Scientists studied soil from a humid tropical rainforest to unearth new insights into how rapid changes in oxygen affect carbon and iron types. (Illustration by Nathan Johnson | Pacific Northwest National Laboratory)

The Science

In humid tropical forests, the activity of tiny microbes in fine-textured wet soils can temporarily deplete soil oxygen. The switch from having enough oxygen to having too little oxygen can happen relatively rapidly, causing minerals and organic matter to interact differently. Scientists knew that these changes in oxygen levels affect both carbon and iron forms in the soil but needed more information to correlate the changes in microbe–mineral–organic matter interactions. Studying tropical rainforest soils at the molecular level, with samples collected right after a switch in oxygen availability, provided important insights into the fate of these elements.

The Impact

Around the world, scientists are working to understand how carbon, a key contributor to climate change, cycles through the environment.

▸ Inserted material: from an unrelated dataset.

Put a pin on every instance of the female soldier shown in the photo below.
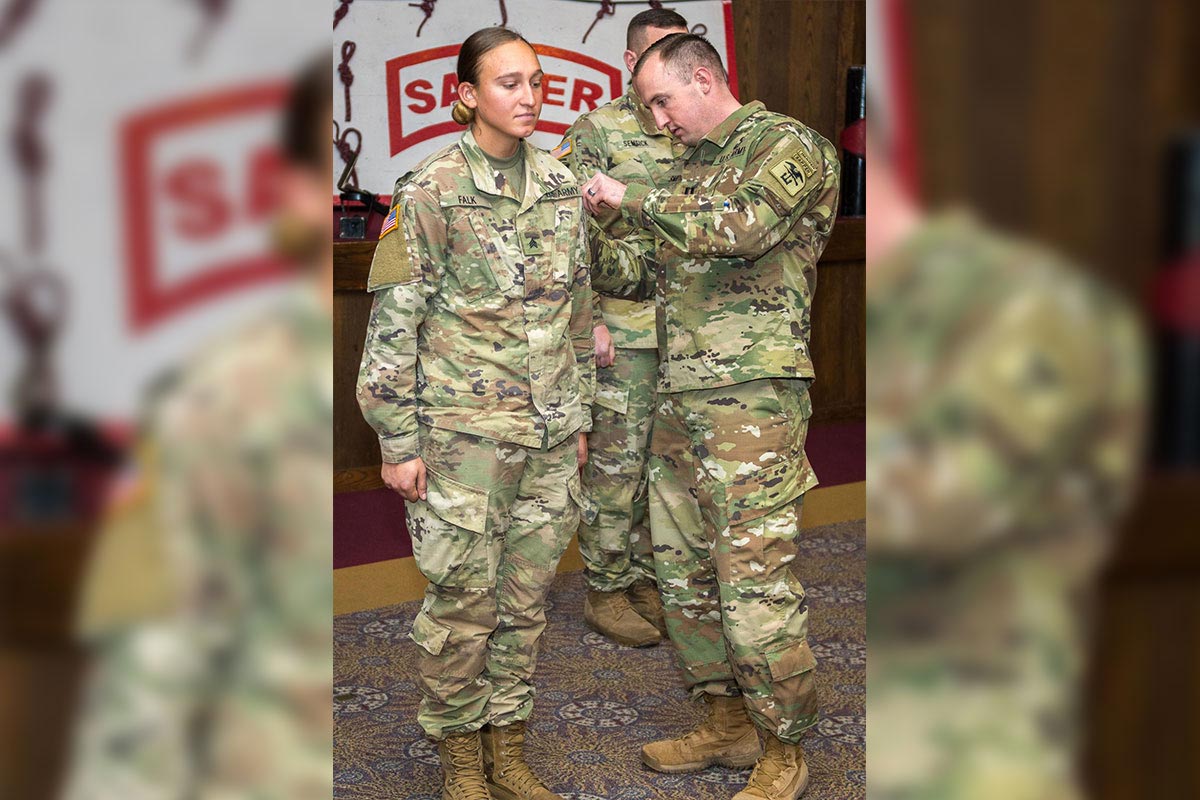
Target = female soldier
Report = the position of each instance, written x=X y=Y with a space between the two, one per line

Soils contain the largest terrestrial reservoir of organic carbon, and global-scale models simulate dynamics in this large pool. One area of uncertainty in these models is what happens to carbon in humid tropical soils as different amounts of rainfall and plant productivity cause oxygen levels to oscillate from high to low and back again. Scientists suspected that changes in iron and organic carbon were key. This study marks the first time that scientists have looked closely at changes in iron and carbon chemistry within a very short time after switching from ambient conditions to an oxygen-free environment. A proper understanding in this area is critical to developing more accurate coupled iron–carbon models.

Summary

Scientists analyzed soils from the U.S. Forest Service Luquillo Experimental Forest, a Critical Zone Observatory and Long-Term Ecological Research site in Puerto Rico. In a laboratory manipulation experiment, they sampled the iron- and carbon-rich surface soils as quickly as 30 minutes after a switch in soil oxygen level. Using a combination of traditional methods like chemical extraction and X-ray diffraction together with advanced molecular-scale Mössbauer spectroscopy, they then examined changes in carbon chemistry and iron mineralogy under changing oxygen levels. The Mössbauer spectroscopy, conducted at EMSL, the Environmental Molecular Sciences Laboratory, a U.S. Department of Energy (DOE) User Facility, proved particularly valuable in determining molecular-level changes in iron mineral forms as a result of a depletion of soil oxygen levels. The scientists discovered that changes in iron and carbon in these tropical soils are intricately coupled and can happen very fast as a result of changes in iron mineral forms. Their findings can be used to improve predictions of carbon cycling in tropical ecosystems, providing important information for regional and global climate change models.

Contacts

Amrita Bhattacharyya, University of San Francisco,
abhattacharyya@usfca.edu

Ravi Kukkadapu, Environmental Molecular Sciences Laboratory, ravi.kukkadapu@pnnl.gov

Jennifer Pett-Ridge, Lawrence Livermore National Laboratory, pettridge2@llnl.gov

Funding

The DOE Biological and Environmental Research program funded this work, in part through a DOE Early Career Research Program. Mössbauer spectroscopy was performed at EMSL, the Environmental Molecular Sciences Laboratory, a DOE Office of Science User Facility.

Publication

A. Bhattacharyya, et al., “Fast redox switches lead to rapid transformation of goethite in humid tropical soils: A Mössbauer spectroscopy study.” Soil Science Society of America Journal 86(2), 264-274 (2022). [DOI: 10.1002/saj2.20382]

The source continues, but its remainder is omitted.